Leonardi L, Mori M
Ann Ig. 1989 May-Aug;1(3-4):717-27.
The Nicaraguan democratic government has been building, since the defeat of somozism in 1979, a very extensive and uniform health system in the whole country, giving special attention to the problems of prevention and health education, promoting and utilizing a wide participation of the population. The most emblematic representative of the Nicaraguan model of participation is the Brigadista Popular en Salud, a voluntary figure in urban and rural areas, working along side the Sole National Health System. The work and role of the Brigadista is integrated in a health education action defined "Educaciòn Popular en Salud", intended as a dialogue through which the educator and educated, beginning with the specific political and economical social reality, accomplish work of observation, analysis and syntesis of the different phenomena that deal with health-sickness. The Brigadista is a member of the community that works voluntarily for the community to carry out health actions, in coordination with the "Puesto de Salud" of the community. The authors refer to a research study done in the field in 1987, geared to study the profile, role and activities of the Brigadista. The research was done in the "Las Segovias" Region, in the Northern part of the country, in two Health Areas, involving three urban centers and six rural communities: 73 Brigadistas were interviewed, of which 50 (predetermined) of urban centers and 23 (total population) in rural communities. The article represents in a comparative manner the operative Brigadista respectively, in urban areas on the one hand and in rural areas on the other. The article examines: sex; age; schooling; work activity; social-cultural background; collective systems background; participation in Literacy Campaigns; motivation; length and continuity of activities; relationship with the territory; activities done. The Brigadista that works in rural areas seems actually to be more attached, even to the formal image of his role, that the urban Brigadista. This is shown by the reduced turn-over, the wider span of functions, the closer relationship with collective systems that represent categories, a more intense relationship with colleagues of the health system as well as with other Brigadistas, the operative reference to specificity defined territories, more continuity in the functions of the Brigadista Popular en Salud.

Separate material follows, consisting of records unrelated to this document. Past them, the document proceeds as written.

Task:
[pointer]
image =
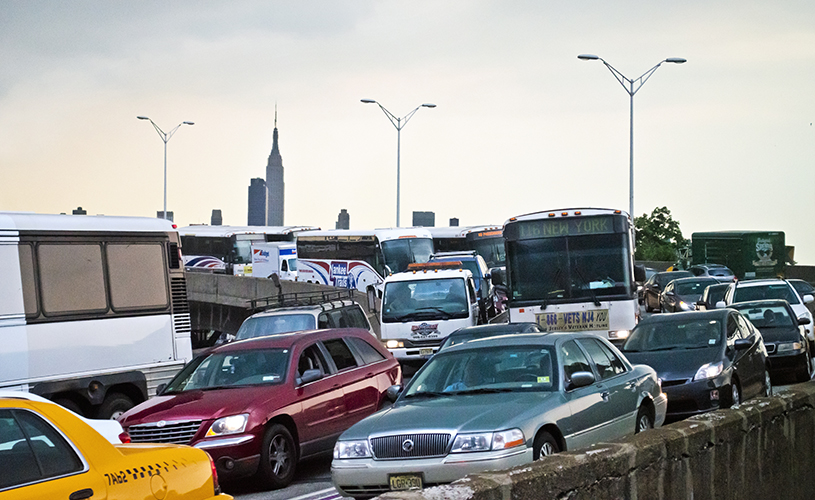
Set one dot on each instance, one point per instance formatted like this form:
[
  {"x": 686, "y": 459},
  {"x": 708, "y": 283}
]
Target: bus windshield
[
  {"x": 400, "y": 252},
  {"x": 568, "y": 268}
]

自1979年索摩查主义被击败以来,尼加拉瓜民主政府一直在全国建立一个非常广泛且统一的卫生系统,特别关注预防和健康教育问题,促进并利用民众的广泛参与。尼加拉瓜参与模式最具代表性的是“大众健康促进员”,这是一个在城乡地区的志愿角色,与唯一的国家卫生系统并肩工作。大众健康促进员的工作和角色融入了一项名为“大众健康教育”的健康教育行动中,该行动旨在通过对话,使教育者和受教育者从特定的政治、经济社会现实出发,对涉及健康与疾病的不同现象进行观察、分析和综合。大众健康促进员是社区成员,自愿为社区工作,与社区的“卫生站”协调开展健康行动。作者提及了1987年在该领域进行的一项研究,旨在研究大众健康促进员的概况、角色和活动。该研究在该国北部的“拉斯塞戈维亚斯”地区的两个卫生区进行,涉及三个城市中心和六个农村社区:采访了73名大众健康促进员,其中城市中心50名(预定数量),农村社区23名(总人口)。本文以比较的方式分别呈现了城市地区和农村地区的在职大众健康促进员。文章考察了:性别;年龄;受教育程度;工作活动;社会文化背景;集体系统背景;参与扫盲运动情况;动机;活动时长和连续性;与所在地区的关系;所开展的活动。在农村地区工作的大众健康促进员似乎实际上比城市大众健康促进员更执着于其角色的正式形象。这体现在人员流动率较低、职能范围更广、与代表不同类别的集体系统关系更紧密、与卫生系统同事以及其他大众健康促进员的关系更密切、对特定地区的实际参考、大众健康促进员职能的更多连续性。